I ask my patients to give me a list of tasks they should do. Then I tell them to do them. Then a week later I ask them nicely if they did them. Maybe there's nothing more "concrete thinking" than that. Somehow this seems to work also. I don't talk or care about what people think anymore. I only care about what people actually do.

Behavioral activation! I do this a lot for people with trouble with motivation/procrastination. But instead of waiting for the next visit I have them self-determine a deadline (e.g., 4pm on Wednesday) and then they have to call me at that time and leave a message that either says 'Yes I did the task' or explains why they were not able to do the task by the deadline. They pretty much always end up doing the task.
 
I actually think you could conduct an extremely successful psychotherapy practice by doing nothing but Reflection - i.e., summarizing the content of what the person told you and, when appropriate, articulating their apparent feelings about it.

This sounds completely trivial but in practice people find it revelatory. They feel heard and understood, and it also helps them see underlying conflicts or inconsistencies that drive their negative emotions without their previously having been aware.

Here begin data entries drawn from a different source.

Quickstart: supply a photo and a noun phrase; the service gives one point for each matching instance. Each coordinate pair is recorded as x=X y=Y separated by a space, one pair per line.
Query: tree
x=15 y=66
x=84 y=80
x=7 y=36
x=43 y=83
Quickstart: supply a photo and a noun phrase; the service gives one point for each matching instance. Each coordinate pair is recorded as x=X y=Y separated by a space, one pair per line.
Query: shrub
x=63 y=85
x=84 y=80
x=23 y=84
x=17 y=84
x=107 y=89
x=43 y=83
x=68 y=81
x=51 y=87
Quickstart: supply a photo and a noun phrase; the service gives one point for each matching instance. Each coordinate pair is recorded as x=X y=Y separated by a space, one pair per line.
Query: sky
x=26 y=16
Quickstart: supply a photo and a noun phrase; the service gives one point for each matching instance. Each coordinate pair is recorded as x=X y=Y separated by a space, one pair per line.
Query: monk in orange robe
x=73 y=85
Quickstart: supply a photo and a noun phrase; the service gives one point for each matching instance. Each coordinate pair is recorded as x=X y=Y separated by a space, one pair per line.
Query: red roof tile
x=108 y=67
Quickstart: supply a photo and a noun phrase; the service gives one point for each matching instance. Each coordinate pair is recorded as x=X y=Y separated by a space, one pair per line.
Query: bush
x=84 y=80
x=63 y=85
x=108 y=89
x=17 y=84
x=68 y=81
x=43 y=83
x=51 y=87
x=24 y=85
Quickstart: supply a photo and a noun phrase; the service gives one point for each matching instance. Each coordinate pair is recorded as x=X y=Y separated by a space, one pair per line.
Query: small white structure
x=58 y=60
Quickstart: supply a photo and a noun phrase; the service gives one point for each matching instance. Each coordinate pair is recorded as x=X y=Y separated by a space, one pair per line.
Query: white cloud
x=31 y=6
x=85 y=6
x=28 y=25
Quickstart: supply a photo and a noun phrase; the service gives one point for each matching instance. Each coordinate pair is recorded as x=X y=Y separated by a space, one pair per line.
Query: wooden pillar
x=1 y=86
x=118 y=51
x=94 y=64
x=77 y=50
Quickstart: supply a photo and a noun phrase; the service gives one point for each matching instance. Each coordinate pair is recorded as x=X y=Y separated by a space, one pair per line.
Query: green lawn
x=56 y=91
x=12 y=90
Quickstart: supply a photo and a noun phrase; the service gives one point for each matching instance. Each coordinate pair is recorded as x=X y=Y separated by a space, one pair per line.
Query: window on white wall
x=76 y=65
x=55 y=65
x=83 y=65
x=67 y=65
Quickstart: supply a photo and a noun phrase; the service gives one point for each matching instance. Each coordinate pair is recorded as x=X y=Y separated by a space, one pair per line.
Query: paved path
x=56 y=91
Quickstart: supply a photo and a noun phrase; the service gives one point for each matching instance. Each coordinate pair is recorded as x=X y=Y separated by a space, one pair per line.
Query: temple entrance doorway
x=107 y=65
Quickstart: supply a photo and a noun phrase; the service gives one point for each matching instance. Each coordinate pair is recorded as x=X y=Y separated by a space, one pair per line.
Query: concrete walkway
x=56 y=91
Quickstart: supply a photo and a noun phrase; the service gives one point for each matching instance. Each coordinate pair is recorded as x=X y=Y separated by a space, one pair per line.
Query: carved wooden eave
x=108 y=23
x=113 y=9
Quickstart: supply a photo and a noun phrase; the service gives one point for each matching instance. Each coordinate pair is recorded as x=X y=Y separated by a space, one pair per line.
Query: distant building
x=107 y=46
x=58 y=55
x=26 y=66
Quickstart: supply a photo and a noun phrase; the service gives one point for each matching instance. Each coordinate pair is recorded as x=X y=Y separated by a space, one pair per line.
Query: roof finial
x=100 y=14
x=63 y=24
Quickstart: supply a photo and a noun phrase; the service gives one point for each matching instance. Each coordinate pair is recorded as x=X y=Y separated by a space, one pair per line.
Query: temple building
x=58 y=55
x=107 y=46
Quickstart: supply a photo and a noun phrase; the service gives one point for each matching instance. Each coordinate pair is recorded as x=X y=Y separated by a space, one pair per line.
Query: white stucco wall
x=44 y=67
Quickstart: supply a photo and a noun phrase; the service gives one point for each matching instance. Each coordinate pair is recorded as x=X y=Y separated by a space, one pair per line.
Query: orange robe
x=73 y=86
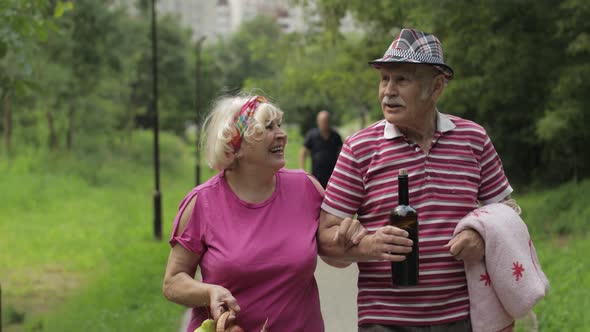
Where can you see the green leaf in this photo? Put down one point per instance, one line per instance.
(59, 9)
(3, 49)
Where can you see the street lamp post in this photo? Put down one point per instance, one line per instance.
(198, 109)
(157, 194)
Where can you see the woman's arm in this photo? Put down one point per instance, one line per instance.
(180, 286)
(350, 232)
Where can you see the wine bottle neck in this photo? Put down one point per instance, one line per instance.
(403, 190)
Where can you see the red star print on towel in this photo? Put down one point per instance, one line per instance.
(517, 270)
(478, 213)
(486, 279)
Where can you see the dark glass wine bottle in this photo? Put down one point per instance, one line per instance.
(405, 217)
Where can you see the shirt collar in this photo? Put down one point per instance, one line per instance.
(443, 124)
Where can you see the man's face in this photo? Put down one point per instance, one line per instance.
(403, 93)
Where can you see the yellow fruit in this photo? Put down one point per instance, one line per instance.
(207, 326)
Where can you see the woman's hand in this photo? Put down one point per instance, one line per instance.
(220, 301)
(350, 233)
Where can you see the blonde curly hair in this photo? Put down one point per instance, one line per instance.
(219, 128)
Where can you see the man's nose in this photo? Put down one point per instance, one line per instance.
(391, 89)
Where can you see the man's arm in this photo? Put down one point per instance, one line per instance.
(302, 155)
(387, 243)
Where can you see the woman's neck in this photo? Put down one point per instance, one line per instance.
(251, 185)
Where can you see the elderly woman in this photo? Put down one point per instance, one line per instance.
(251, 228)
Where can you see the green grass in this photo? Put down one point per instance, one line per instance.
(558, 223)
(77, 250)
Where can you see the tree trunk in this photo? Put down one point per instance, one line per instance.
(52, 133)
(70, 130)
(6, 123)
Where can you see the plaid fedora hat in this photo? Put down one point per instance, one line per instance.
(414, 46)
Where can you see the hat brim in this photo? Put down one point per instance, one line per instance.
(446, 70)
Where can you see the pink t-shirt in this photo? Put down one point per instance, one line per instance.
(265, 254)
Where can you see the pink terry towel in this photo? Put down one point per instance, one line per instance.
(508, 282)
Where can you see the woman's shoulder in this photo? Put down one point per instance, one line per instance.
(301, 179)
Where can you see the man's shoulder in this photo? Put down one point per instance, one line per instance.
(370, 133)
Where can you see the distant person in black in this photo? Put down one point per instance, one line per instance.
(323, 144)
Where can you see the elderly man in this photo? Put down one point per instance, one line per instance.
(453, 168)
(323, 144)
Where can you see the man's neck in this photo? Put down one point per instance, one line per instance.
(421, 131)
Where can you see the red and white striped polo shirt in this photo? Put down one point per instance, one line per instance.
(461, 171)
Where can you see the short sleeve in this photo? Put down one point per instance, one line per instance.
(494, 185)
(345, 191)
(308, 141)
(191, 237)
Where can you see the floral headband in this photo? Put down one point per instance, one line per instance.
(242, 120)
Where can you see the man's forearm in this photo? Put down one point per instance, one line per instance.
(331, 249)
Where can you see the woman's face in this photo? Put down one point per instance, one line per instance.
(268, 152)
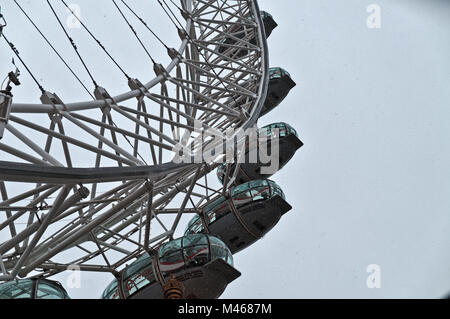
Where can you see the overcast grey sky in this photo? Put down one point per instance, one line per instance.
(372, 183)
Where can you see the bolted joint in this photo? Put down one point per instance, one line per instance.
(173, 54)
(100, 93)
(173, 289)
(51, 98)
(149, 186)
(182, 34)
(84, 192)
(160, 70)
(135, 84)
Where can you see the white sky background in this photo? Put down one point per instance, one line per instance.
(370, 186)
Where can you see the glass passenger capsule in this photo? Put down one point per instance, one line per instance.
(250, 212)
(202, 263)
(35, 288)
(280, 84)
(288, 144)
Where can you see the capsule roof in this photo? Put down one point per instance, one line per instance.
(174, 256)
(277, 72)
(245, 193)
(283, 128)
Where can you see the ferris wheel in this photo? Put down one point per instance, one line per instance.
(100, 185)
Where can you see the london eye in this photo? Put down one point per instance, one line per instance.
(97, 182)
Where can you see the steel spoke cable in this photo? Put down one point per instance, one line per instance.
(53, 48)
(134, 32)
(87, 69)
(97, 40)
(72, 42)
(145, 24)
(200, 52)
(16, 52)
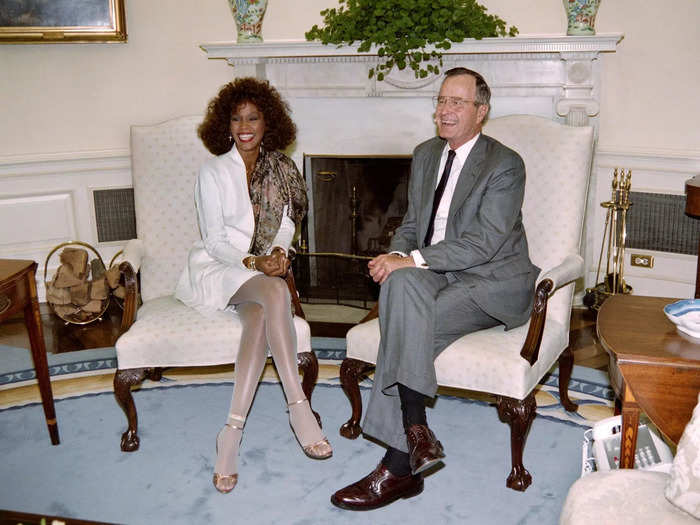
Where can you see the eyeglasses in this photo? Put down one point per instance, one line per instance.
(453, 102)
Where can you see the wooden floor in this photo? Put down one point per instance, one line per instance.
(60, 337)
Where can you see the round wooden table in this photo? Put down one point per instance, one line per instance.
(18, 293)
(660, 366)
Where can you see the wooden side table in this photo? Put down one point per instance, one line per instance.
(18, 292)
(660, 367)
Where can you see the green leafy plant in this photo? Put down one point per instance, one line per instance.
(407, 33)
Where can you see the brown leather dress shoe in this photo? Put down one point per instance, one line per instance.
(377, 489)
(424, 449)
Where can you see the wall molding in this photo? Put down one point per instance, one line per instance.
(64, 163)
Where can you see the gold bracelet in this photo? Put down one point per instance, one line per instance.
(251, 263)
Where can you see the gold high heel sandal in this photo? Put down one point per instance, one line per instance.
(312, 449)
(218, 478)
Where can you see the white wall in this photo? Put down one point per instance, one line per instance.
(67, 103)
(83, 97)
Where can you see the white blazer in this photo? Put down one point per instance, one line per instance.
(215, 269)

Yep. It's a very real, and often very difficult, skill to learn and known what not to say and when not to talk. Early on, if a trainee ends up "turning off" a patient, it's often not because they don't demonstrate enough expertise or knowledge, but because they just talk too much.

Likewise, a big part of what we end up doing in mental healthcare is listening to the patient, interpreting what they're saying through the lens of our training, and reflecting and discussing it in a way that they not only understand, but that will help facilitate change. Active reflection, including subtle changes made to work toward an established goal, is in my opinion one of the most difficult therapeutic skills to "master."

I probably fail at this more than I succeed, but eh, it's an ideal.